Your basic misunderstanding is that you seem to think that, say, two people can pull on opposite ends of a rope each with whatever force they care to apply, independently of the other. This is simply not true. Take an extreme case: there is no-one on the other end. You can try to pull hard on your end but you will not succeed. You will fly backwards and create very little tension in the rope.

The tension at end A will equal the force F1. The ability of the body at end A to exert a force on the rope may be limited by the body's own inertia - as in my one person tug of war example above. If the force F2 is increased it may allow F1 to increase as well, so whether F2 affects the tension at end A depends on what you mean by that.

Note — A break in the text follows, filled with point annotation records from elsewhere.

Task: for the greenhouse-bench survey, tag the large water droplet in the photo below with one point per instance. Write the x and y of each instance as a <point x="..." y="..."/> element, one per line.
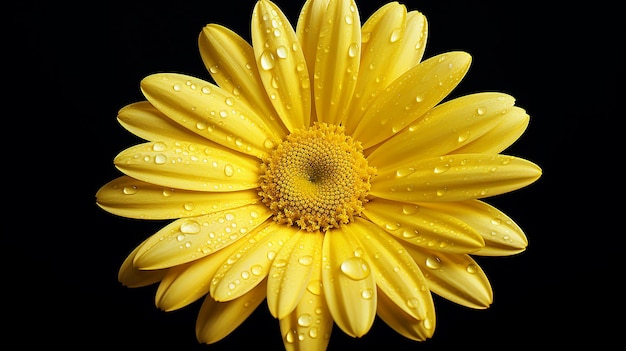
<point x="433" y="262"/>
<point x="355" y="268"/>
<point x="190" y="227"/>
<point x="267" y="60"/>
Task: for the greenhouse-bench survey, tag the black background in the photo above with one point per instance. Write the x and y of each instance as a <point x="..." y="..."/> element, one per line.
<point x="70" y="67"/>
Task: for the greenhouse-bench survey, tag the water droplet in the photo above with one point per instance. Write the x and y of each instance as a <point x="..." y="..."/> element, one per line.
<point x="190" y="227"/>
<point x="441" y="168"/>
<point x="305" y="320"/>
<point x="158" y="147"/>
<point x="353" y="50"/>
<point x="256" y="269"/>
<point x="355" y="268"/>
<point x="314" y="287"/>
<point x="433" y="262"/>
<point x="281" y="52"/>
<point x="267" y="60"/>
<point x="229" y="170"/>
<point x="129" y="190"/>
<point x="395" y="35"/>
<point x="160" y="159"/>
<point x="471" y="268"/>
<point x="305" y="260"/>
<point x="463" y="136"/>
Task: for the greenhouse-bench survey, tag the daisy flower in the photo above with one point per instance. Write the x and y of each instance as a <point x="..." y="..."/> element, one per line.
<point x="323" y="173"/>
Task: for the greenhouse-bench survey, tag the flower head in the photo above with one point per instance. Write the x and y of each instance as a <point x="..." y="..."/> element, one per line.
<point x="322" y="172"/>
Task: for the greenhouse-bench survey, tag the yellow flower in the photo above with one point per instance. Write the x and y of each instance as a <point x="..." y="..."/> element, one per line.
<point x="322" y="173"/>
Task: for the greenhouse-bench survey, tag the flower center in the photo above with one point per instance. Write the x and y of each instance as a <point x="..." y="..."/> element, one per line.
<point x="317" y="178"/>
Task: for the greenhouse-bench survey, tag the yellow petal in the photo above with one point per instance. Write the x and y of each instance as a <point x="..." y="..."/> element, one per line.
<point x="381" y="35"/>
<point x="243" y="270"/>
<point x="349" y="285"/>
<point x="291" y="271"/>
<point x="229" y="59"/>
<point x="146" y="122"/>
<point x="411" y="49"/>
<point x="132" y="277"/>
<point x="211" y="112"/>
<point x="396" y="272"/>
<point x="411" y="96"/>
<point x="423" y="226"/>
<point x="189" y="239"/>
<point x="511" y="127"/>
<point x="455" y="178"/>
<point x="189" y="166"/>
<point x="402" y="322"/>
<point x="443" y="129"/>
<point x="336" y="63"/>
<point x="455" y="277"/>
<point x="188" y="282"/>
<point x="310" y="20"/>
<point x="309" y="326"/>
<point x="218" y="319"/>
<point x="133" y="198"/>
<point x="281" y="65"/>
<point x="501" y="234"/>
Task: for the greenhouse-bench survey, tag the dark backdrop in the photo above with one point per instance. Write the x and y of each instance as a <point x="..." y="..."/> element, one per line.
<point x="72" y="66"/>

basically what i meant is that if A exerts a force F1 and B is not able to exert the same force F1...so naturally B will accelerate towards A...so how is Newton's third law satisfied here...as B is not able to exert the same force(F1)...what my basic confusion is that whether the Newton's 3rd law reaction of B (in response to the force F1 by A ) is same as the force exerted by B(F2)... and if B is experiencing the tension equal to its own applied force(F2)by the adjacent rope segment then why would B accelerate towards A...i might sound confusing but it will be great if you could help me come out of this misconception..thanks in advance...

 

[PeroK]

basically what i meant is that if A exerts a force F1 and B is not able to exert the same force F1...so naturally B will accelerate towards A...

That's the same mistake again. By Newton's laws that's not what will happen at all. If you look at a free-body diagram for that:

$A$ is subject to a reaction force of $F_1$ from the rope and will accelerate towards $B$ at an acceleration of $F_1/m_A$.

$B$ will accelerate towards $A$ at $F_2/m_B$.

The rope will accelerate in the direction of $B$ to $A$ at an acceleratation of $(F_1 - F_2)/m$, where $m$ is the mass of the rope.

If $A$ and $B$ are anchored to the ground, then only the rope will accelerate. In this case, the rope must be moving through their hands.

 

[Achintya]

$A$ is subject to a reaction force of $F_1$ from the rope and will accelerate towards $B$ at an acceleration of $F_1/m_A$.

$B$ will accelerate towards $A$ at $F_2/m_B$.

okay, so basically this reaction force appears as the tension respectively at the two ends?

 

[PeroK]

okay, so basically this reaction force appears as the tension respectively at the two ends?

Yes. There's a third law pair of forces at either end of the rope.